AI & LLMsMay 12, 2026 6 min read

Building LLM Evals That Actually Catch Regressions

Most teams write LLM evals once, watch them pass, and ship blind. Here's how we structure eval suites that fail loudly when a prompt tweak or model swap quietly breaks production.

Most teams write LLM evals the way they write smoke tests: once, at the start, just enough to feel responsible. Then a prompt gets tweaked, a model gets bumped from claude-3-5-sonnet to whatever Anthropic ships next, and nobody notices the silent 8% drop in citation accuracy until a customer flags it. This piece is about building eval suites that fail loudly when that happens.

Why most eval suites are theatre

Walk into a typical AI product team and the eval setup usually looks like this: a notebook with 20 hand-picked prompts, a spreadsheet of "good" answers, and a thumbs-up/thumbs-down review from whoever was on rotation that sprint. It produces a number. The number goes up. Everyone feels good.
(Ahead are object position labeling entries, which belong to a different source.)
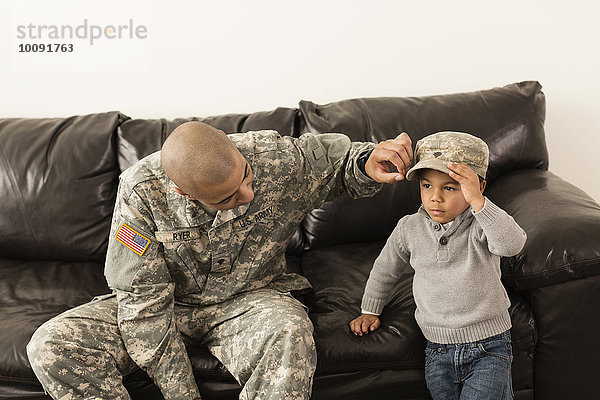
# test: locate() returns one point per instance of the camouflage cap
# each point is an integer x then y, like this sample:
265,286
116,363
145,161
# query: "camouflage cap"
436,150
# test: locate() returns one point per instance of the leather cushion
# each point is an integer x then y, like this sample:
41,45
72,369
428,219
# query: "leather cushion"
58,181
510,119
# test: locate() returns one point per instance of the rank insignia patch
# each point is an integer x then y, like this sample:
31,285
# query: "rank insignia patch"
132,239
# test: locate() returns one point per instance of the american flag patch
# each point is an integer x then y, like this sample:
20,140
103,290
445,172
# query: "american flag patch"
132,239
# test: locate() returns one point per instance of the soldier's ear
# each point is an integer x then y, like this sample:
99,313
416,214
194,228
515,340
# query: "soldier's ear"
181,192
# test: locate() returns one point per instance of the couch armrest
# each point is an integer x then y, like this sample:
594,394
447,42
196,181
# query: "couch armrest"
562,224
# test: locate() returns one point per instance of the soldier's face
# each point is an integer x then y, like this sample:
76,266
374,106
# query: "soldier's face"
233,192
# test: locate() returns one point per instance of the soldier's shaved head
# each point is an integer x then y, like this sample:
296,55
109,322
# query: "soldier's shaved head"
197,156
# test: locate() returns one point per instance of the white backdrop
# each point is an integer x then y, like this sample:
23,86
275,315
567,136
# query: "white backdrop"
201,58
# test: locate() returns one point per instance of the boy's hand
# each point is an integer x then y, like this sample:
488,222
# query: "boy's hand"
469,184
365,323
388,154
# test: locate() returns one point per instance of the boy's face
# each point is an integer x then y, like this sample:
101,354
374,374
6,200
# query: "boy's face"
441,196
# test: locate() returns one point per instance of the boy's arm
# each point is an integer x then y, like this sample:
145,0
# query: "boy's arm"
392,262
505,238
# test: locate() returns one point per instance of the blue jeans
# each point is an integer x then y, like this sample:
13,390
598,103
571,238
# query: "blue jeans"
469,371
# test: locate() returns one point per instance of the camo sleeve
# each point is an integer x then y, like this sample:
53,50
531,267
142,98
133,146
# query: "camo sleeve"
136,270
330,165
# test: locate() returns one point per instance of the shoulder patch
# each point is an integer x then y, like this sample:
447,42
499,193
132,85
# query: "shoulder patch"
132,239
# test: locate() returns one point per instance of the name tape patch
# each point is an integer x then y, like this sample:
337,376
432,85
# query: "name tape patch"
132,239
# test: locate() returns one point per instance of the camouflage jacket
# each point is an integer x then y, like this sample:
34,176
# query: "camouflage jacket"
164,247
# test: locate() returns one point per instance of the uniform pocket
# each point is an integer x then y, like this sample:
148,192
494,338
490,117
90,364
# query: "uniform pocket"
496,346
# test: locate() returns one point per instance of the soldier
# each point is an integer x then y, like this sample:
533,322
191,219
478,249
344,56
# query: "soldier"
196,256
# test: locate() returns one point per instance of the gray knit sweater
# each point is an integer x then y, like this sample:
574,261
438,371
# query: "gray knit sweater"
456,285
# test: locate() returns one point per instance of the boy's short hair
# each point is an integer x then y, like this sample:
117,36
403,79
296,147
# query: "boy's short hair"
436,150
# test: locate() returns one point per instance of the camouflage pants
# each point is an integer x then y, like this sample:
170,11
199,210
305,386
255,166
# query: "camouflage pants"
264,338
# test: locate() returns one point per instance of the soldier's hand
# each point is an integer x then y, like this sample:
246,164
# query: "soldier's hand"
364,324
388,154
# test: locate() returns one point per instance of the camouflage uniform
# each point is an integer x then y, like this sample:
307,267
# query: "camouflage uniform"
186,277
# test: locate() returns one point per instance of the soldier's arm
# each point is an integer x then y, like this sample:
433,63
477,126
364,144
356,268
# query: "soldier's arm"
136,270
331,164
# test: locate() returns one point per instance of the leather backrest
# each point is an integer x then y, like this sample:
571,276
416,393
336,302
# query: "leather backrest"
510,119
58,179
141,137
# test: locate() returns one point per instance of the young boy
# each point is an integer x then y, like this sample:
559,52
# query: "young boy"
454,244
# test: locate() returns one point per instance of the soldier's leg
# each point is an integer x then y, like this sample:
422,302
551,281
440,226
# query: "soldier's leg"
80,354
264,338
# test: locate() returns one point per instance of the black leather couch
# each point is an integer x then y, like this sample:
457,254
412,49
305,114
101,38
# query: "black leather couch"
58,182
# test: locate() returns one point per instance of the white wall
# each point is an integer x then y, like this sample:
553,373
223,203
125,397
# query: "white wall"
205,58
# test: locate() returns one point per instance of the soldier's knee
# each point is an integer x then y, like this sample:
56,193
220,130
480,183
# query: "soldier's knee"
44,346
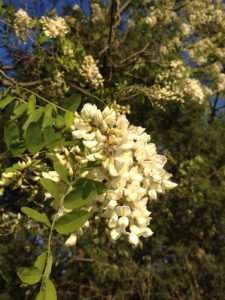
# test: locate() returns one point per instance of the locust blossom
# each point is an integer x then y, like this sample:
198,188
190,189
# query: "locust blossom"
54,27
22,24
90,72
133,171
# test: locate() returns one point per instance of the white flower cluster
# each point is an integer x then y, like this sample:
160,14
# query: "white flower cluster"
15,176
68,51
165,15
131,167
90,72
173,84
58,84
98,13
22,23
54,27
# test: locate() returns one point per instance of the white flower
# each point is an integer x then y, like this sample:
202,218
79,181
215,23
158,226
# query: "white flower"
71,241
22,24
133,239
54,27
52,175
131,168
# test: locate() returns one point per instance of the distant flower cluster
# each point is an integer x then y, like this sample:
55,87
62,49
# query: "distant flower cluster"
90,72
54,27
173,84
22,24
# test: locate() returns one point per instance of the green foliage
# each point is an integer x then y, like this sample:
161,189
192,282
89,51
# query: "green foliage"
71,221
185,258
36,215
29,275
86,190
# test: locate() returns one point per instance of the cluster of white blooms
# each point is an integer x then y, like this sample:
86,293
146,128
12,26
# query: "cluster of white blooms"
186,29
170,46
54,27
194,88
22,23
98,13
15,176
90,72
201,51
131,168
203,13
68,51
221,83
165,15
173,84
58,84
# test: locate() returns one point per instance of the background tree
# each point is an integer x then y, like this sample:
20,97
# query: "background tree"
166,60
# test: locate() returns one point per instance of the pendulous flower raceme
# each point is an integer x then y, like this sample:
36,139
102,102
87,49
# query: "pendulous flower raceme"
131,169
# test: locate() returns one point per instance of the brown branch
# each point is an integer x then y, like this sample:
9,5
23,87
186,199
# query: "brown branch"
135,54
9,81
213,112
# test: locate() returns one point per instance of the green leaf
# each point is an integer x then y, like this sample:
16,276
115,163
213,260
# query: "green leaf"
36,215
71,221
48,292
20,109
86,191
34,117
60,122
86,183
52,138
18,147
40,296
41,261
29,275
62,171
11,133
48,121
6,101
69,118
13,168
33,138
72,103
48,267
31,103
50,187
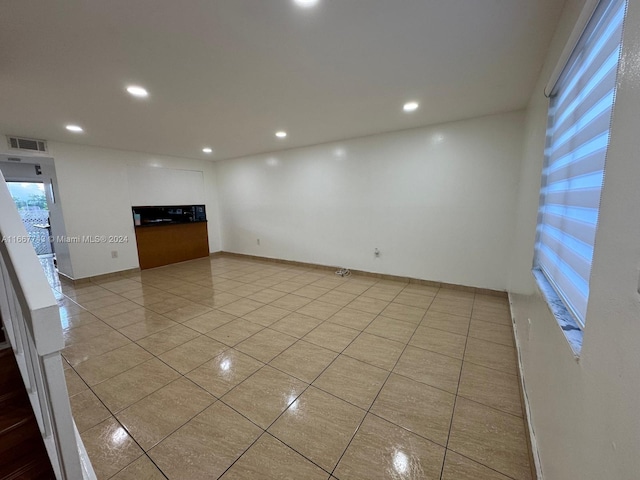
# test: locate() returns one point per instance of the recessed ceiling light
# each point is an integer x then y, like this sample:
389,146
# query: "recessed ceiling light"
410,106
137,91
306,3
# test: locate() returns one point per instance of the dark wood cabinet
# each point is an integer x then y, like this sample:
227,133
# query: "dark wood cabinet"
171,243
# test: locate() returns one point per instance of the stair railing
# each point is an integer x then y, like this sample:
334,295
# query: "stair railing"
31,318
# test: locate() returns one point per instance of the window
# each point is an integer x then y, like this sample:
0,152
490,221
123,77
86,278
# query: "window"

The problems with that setup are mundane but fatal:

The 20 prompts were chosen by the person who wrote the system prompt, so they encode the same blind spots.
"Correctness" is judged by another LLM with no calibration against human labels.
There's no versioning, so you can't compare today's run to last week's.
Failures are aggregated into a single score, which hides the fact that one category (say, multi-hop questions) collapsed while everything else held.

A real eval suite has to do four things: cover the surface area, version everything, slice failures by category, and stay cheap enough to run on every PR.

Start with a failure taxonomy, not a dataset

Before you write a single test case, write down how your system can fail. For a RAG-backed support assistant we shipped last year, the taxonomy looked roughly like this:

Retrieval miss: correct doc exists in the index, top-k didn't surface it.
Retrieval hit, generation miss: doc was retrieved, model ignored it.
Hallucinated citation: model cited a chunk that doesn't support the claim.
Stale answer: model used training data instead of retrieved context.
Refusal regression: model refused something it used to handle.
Format break: JSON output failed schema validation.
Tone drift: answer technically correct but off-brand.

Each category gets its own dataset, its own metric, and its own threshold. When claude-sonnet-4 drops citation accuracy by 12% but bumps tone scores by 3%, you want to see that tradeoff explicitly, not averaged into a meaningless aggregate.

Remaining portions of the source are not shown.